First of all I understand your aggrivation, and you have every right to be upset. I have a 2 year old as well and would get extreamly upset when he would get bit at daycare when he was a little younger. Before and while i was pregnant I was also the Assistant Director of a child care center. And I also have an AS in Early Childhood Education. Biting is a tough stage. Once one kid starts doing it, it tends to spread around the room, so be prepared for that. The only thing that a childcare center can do is put the biter in time out. If it is continues and the owener or director feels it is appropriate (some owners don't want to loose the money) they can kick the child out of the center. When your aggrivated just remember that these are 2 year olds. They are learning to communicate appropriately and need to have patients with them. Like I said being a parent I know that is extreamly hard you are so upset that your poor baby is hurt. Also be prepared for your son to possibley start biting. Espically if he was bitten over a toy or something like that and say that the other child got what he wanted when he bit. Talk to him about using his words, (i know it sounds a little over the top, but believe me they understand) stuff like please thank you and no. Although I bet if he is anything like mine he has the no part down lol. And of course teach him to share. If parents are working on this at home and the teacher is at the child care center it should really help with whats going on in the classroom.
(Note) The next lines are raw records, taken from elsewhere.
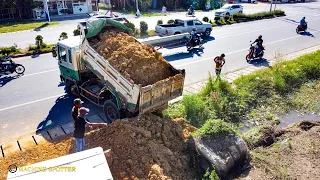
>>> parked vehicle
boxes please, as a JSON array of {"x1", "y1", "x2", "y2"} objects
[
  {"x1": 296, "y1": 24, "x2": 307, "y2": 34},
  {"x1": 186, "y1": 34, "x2": 203, "y2": 51},
  {"x1": 240, "y1": 0, "x2": 257, "y2": 3},
  {"x1": 155, "y1": 18, "x2": 212, "y2": 36},
  {"x1": 246, "y1": 45, "x2": 264, "y2": 62},
  {"x1": 215, "y1": 4, "x2": 243, "y2": 17},
  {"x1": 0, "y1": 54, "x2": 25, "y2": 74},
  {"x1": 53, "y1": 19, "x2": 185, "y2": 122}
]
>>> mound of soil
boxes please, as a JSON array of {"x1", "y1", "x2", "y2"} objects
[
  {"x1": 0, "y1": 114, "x2": 195, "y2": 180},
  {"x1": 89, "y1": 31, "x2": 173, "y2": 86},
  {"x1": 247, "y1": 121, "x2": 320, "y2": 180}
]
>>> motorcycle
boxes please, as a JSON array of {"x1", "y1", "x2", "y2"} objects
[
  {"x1": 186, "y1": 34, "x2": 203, "y2": 51},
  {"x1": 246, "y1": 44, "x2": 264, "y2": 62},
  {"x1": 296, "y1": 24, "x2": 307, "y2": 34},
  {"x1": 0, "y1": 55, "x2": 25, "y2": 74},
  {"x1": 186, "y1": 9, "x2": 194, "y2": 16}
]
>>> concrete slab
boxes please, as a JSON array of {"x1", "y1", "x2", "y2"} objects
[
  {"x1": 1, "y1": 141, "x2": 20, "y2": 157},
  {"x1": 61, "y1": 121, "x2": 74, "y2": 134},
  {"x1": 48, "y1": 126, "x2": 66, "y2": 140},
  {"x1": 18, "y1": 135, "x2": 36, "y2": 150}
]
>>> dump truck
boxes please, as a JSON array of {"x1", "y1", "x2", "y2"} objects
[{"x1": 53, "y1": 19, "x2": 185, "y2": 122}]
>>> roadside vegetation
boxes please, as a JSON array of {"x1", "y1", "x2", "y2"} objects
[{"x1": 0, "y1": 20, "x2": 59, "y2": 33}]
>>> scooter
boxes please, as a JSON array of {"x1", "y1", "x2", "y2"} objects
[
  {"x1": 246, "y1": 44, "x2": 264, "y2": 62},
  {"x1": 0, "y1": 55, "x2": 25, "y2": 74},
  {"x1": 296, "y1": 24, "x2": 307, "y2": 34},
  {"x1": 186, "y1": 34, "x2": 203, "y2": 51}
]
Good luck.
I would ask you daycare what type of action was taken on the child that bit your son. You are paying this place to take well care of your son, while you are away, at work. And for something of this nature to happen in their presence would not make me very happy! I would see where that takes me. Maybe even ask for the parents of the child to call you so you could speak with them? Personally, I don't know if my child would be returning to a daycare at which a child bit my son and no action was taken to correct it.
Yes centers can do something but I have to say that I have worked in preschools and Family Child Care for 7 years and biting is a natural stage. All children will bite at some point. Talk to the teacher adn find out what child it was and if this is a pattern then ask to keep your child seperated or under a closer watch the important thing is to make sure your son doesnt start biting too.
I worked at a daycare for 2 years and kids get bit all the time...you cant really stop it for happening all u can do is tell the owner or someone that workes there that it happened and then they need to tell the kids parents who bit your kid something about it...its really just a natural thing...they had this one woman that was jumping from daycare to daycare b/c her girl was getting bit and of course she got bit again at our daycare but we explained to her thats its going to happen...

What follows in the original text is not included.